JUNE 22, 2026
Keir Starmer announces resignation as UK prime minister, paving way for Andy Burnham succession
British Prime Minister Keir Starmer announced on Monday, June 22, 2026, that he is stepping down as leader of the Labour Party and will remain caretaker prime minister until a new leader is chosen, a process he said could be completed by September at the latest. Starmer made the statement outside 10 Downing Street less than two years after leading Labour to a landslide general election victory in July 2024. Andy Burnham, the former mayor of Greater Manchester who recently won a by-election in Makerfield, is widely regarded as the frontrunner to succeed him.

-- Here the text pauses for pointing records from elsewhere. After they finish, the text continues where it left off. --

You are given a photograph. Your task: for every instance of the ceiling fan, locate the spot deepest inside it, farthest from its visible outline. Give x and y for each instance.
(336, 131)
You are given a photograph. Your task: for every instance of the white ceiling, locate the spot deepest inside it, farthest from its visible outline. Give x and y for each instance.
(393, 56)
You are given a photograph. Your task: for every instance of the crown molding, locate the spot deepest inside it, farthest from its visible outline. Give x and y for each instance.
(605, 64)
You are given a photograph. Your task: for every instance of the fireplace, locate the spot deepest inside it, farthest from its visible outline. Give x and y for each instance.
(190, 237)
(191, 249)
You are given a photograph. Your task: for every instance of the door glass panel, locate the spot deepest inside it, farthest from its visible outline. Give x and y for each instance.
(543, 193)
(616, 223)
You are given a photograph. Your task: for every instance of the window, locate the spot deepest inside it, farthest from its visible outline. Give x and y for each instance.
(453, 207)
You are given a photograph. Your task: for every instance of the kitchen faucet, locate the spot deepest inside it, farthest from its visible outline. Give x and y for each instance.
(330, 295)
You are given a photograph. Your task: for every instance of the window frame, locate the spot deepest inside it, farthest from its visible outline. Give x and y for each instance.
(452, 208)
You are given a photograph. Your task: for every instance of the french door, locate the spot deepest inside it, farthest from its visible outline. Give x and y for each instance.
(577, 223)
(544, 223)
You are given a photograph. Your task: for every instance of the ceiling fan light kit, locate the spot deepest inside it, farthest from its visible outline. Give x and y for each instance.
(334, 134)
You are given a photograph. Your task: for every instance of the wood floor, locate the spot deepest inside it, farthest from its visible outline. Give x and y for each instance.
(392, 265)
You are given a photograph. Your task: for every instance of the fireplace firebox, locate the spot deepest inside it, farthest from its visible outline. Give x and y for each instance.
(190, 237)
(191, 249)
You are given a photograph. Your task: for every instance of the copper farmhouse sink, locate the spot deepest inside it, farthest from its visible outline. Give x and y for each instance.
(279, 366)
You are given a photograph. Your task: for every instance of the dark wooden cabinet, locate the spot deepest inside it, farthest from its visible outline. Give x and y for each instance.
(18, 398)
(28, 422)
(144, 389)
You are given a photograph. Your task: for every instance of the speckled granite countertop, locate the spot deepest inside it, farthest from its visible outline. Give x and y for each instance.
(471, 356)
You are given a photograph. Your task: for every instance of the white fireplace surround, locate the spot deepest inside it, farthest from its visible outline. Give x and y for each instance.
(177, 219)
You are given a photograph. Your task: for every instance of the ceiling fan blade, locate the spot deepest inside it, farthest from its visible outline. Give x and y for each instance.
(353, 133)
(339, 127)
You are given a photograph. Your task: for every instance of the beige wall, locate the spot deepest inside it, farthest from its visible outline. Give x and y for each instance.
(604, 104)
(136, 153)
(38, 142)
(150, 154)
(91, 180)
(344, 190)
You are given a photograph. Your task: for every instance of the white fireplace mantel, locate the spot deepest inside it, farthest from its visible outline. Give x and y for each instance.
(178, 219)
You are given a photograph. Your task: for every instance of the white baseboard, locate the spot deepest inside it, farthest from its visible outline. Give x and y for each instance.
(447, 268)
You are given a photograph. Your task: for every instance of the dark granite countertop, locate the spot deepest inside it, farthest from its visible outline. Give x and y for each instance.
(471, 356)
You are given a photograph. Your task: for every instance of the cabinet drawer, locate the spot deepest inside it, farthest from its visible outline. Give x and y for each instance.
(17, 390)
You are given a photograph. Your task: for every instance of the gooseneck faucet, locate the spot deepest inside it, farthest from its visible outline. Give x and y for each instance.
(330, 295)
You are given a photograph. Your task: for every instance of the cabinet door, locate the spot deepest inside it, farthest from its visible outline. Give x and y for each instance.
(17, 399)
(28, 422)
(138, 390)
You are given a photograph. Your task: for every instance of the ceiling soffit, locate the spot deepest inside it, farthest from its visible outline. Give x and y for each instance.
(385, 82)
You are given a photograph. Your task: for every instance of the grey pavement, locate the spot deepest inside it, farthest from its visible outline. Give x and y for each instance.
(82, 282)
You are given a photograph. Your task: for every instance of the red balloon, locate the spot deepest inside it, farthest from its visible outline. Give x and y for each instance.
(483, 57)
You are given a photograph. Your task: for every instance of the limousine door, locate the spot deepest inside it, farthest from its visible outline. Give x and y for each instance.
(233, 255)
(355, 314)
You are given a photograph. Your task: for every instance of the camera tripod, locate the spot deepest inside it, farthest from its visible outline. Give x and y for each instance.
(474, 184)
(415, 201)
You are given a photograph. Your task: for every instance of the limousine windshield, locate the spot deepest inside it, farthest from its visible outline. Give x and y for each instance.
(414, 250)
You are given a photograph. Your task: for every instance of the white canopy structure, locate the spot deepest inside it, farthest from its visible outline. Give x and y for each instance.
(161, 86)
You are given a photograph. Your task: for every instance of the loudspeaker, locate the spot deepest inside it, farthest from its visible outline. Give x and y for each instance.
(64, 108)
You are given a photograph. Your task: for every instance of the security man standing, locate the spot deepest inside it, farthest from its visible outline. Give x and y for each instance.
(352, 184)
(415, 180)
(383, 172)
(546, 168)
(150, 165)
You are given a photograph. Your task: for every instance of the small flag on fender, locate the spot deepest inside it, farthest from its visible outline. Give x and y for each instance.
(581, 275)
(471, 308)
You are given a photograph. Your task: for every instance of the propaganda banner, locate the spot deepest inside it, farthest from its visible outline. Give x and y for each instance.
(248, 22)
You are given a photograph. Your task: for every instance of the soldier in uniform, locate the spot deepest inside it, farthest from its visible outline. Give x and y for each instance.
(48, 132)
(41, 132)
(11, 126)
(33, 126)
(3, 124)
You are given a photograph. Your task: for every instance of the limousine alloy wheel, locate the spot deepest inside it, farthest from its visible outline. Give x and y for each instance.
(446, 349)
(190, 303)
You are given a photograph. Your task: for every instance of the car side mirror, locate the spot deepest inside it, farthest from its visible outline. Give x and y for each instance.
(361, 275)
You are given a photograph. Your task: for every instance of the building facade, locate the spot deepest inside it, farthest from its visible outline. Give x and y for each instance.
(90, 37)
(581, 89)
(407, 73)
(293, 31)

Starmer announced his departure after months of declining poll numbers, a poor showing for Labour in May 2026 local elections, and a direct challenge from Burnham, who won a by-election last week with the stated aim of contesting the Labour leadership. In his statement, Starmer said: "The question my party is asking now is whether I am best placed to lead us into the next general election. I have heard the answer of my parliamentary party to that question, and I accept that answer with good grace." He said he would remain in office until a new leader was chosen, with nominations opening July 9.
Starmer's resignation makes him the sixth prime minister in a decade to leave 10 Downing Street prematurely, following David Cameron, Theresa May, Boris Johnson, Liz Truss, and Rishi Sunak — a sequence of departures stretching back to the 2016 Brexit referendum. The Washington Examiner and CNN both noted this pattern, with CNN framing it as the UK's "seventh prime minister in a decade" counting Burnham's expected succession. Starmer served 717 days in office, according to the Washington Examiner, compared to Liz Truss's record-low 45 days and Cameron's 2,255.
Among the factors cited across sources for Starmer's fall: an early controversy over accepted gifts, a series of welfare-cutting policy reversals that angered Labour MPs, the appointment of Peter Mandelson — who had described Jeffrey Epstein as his "best pal" in 2003 — as UK ambassador to the United States, and a failure to deliver promised economic growth. The AP reported that when documents surfaced in September 2025 showing the depth of Mandelson's ties to Epstein, Starmer fired him, but the damage proved irreversible. CNN described Starmer as having left office as "the least popular prime minister on record."